Oil Pastel & Watercolor Resist Painting
Try mixing art supplies in this creative painting project. Oil pastels are used to “resist” watercolor paint (a great lesson in “oil and water” repelling!). Have your child draw (or scribble?) a design using oil pastels, and use a watercolor wash on top.
- a set of oil pastels, available from any art store (even cheap ones will work fine!)
- watercolor paints
- a sponge brush or sponge roller
- a paintbrush or two
- big sheets of watercolor paper
To make this project
First have your artist put his or her designs on paper, using the oil pastels. They’re fun to draw with, the consistency lets them slide easily across paper and the high pigmentation leaves very colorful marks.
When your artist is satisfied with his or her drawing, you’ll need to get the whole paper wet! You can do this with a sponge roller (dipped in a bowl of water, or run under the faucet) or a sponge brush. The paper can be dripping wet! (Make sure you do this BEFORE adding paint!)

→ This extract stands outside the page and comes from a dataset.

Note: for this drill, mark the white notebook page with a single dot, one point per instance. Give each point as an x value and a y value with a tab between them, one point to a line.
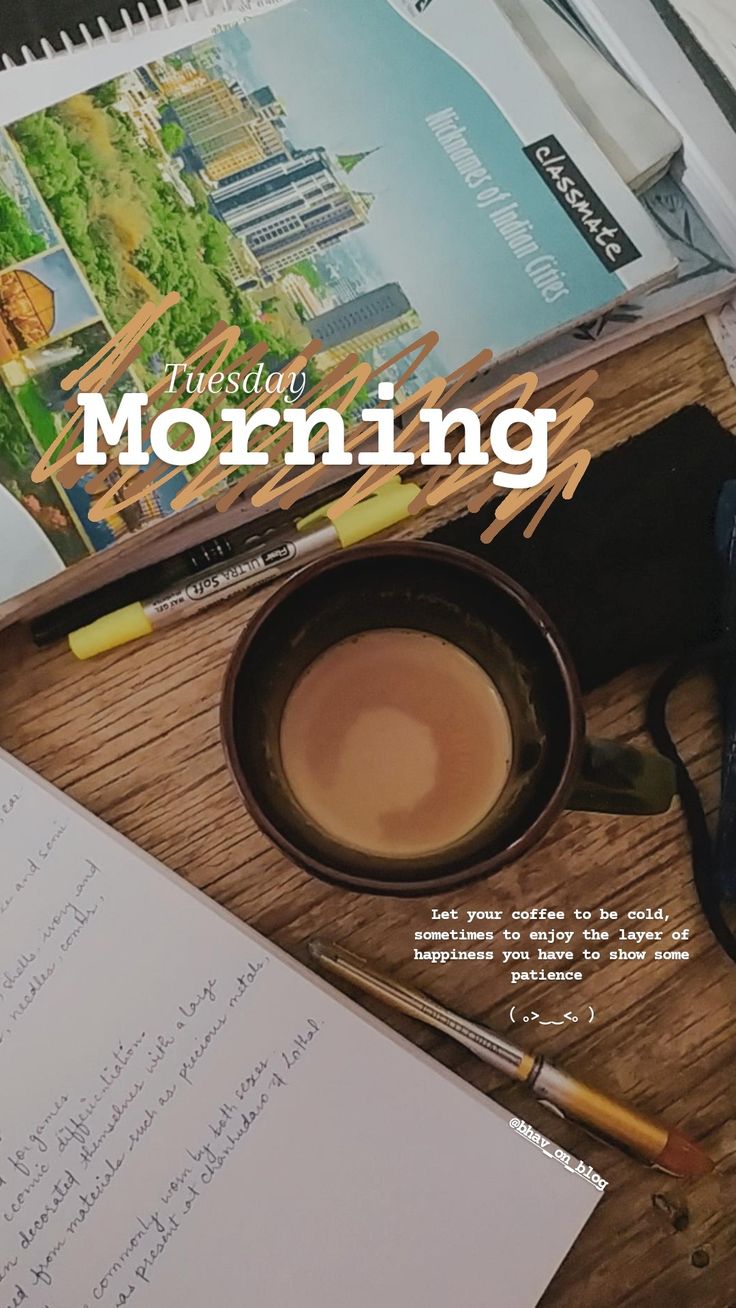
188	1118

Use a very wet paintbrush to apply watercolor paint to the paper. The wet paper will absorb and and spread the paint (which is fun to watch), but the oil pastel drawing won’t be covered up by paint because the oil and water don’t “like” each other.
Let dry flat, then hang and enjoy your results!
“Real” watercolor paper will work SO much better than regular white paper. It may be worth the investment.
Oil pastels come in sets of 8, 12 or more. The more colors the better!
Crayons will work too, but the results are a little less dramatic. The same idea applies – the wax of a crayon will resist watercolors too!